1日おきに洗えば、白ものと色柄ものを分けたとしても半分の回数で済んでしまいます。

但し、以下の2つの例だとどちらも同じ使用回数になりますから、1日おきの節水効果は狙えません。

  • 1日で2回に分けて洗濯する。
  • 1日おきで4回に分けて洗濯する。

上のような例でも、1日おきのほうがすすぎの回数を減らせる状況だと、効果は少し弱まりますが節水できるでしょう。

洗濯物の量が少ない家庭で行いやすい節水方法だといえますね。

手洗いで洗濯機を使う回数を減らす

白ものや色柄ものなどを分けて洗濯する場合に、どちらか一方の洗濯物の量が少ないなら、手洗いの方法を試してみましょう。下着だけは毎日洗いたい場合にも使える方法です。

洗濯物の量が少ないのに、わざわざ洗濯機に水をためるのはもったいないですよね。ほんの少しの量なら桶やバケツなどに水と洗剤を入れて手で洗ってしまいましょう。脱水には水を使いませんから、普通に洗濯機を使って済ませます。

洗濯機で節水をする際に気をつけたいこと

湿った洗濯物をいつまでも放置しない

カビが生えます。ポツポツと黒いカビが衣類についてしまえばもう落ちません。洗濯物をまとめて洗えば水道代の節約にはなりますが、カビは湿気を好みますので、湿った洗濯物を何日も放置するのはやめましょう。

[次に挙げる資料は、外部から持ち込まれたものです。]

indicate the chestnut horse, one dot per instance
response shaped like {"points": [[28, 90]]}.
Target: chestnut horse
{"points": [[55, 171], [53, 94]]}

カビが生えなくても、衣類に嫌なニオイがつくこともあります。汚れた衣類をいつまでも放置しておくうちに汚れを餌とする雑菌の繁殖を招くのが原因です。

時間の経過で汗や皮脂の汚れが衣類に黄色く残ってしまうリスクについても注意しましょう。

洗濯の節水を行うならほどほどが大事

出来る限り洗濯機で水を使わないようにすれば、その分だけ水道代の節約に貢献してくれるでしょう。しかし、節約に徹底しすぎるのは問題です。水を使わずに済むからといって洗濯物を何日も放置しすぎるのは危険です。カビやシミなどの落ちない汚れが残り、大切な衣類をダメにします。

これではダメになった衣類の購入費用が増えて、水道代の節約効果が台無しです。毎日のように洗濯機を使っても節水できるような気持ちで行うのがちょうどよいでしょう。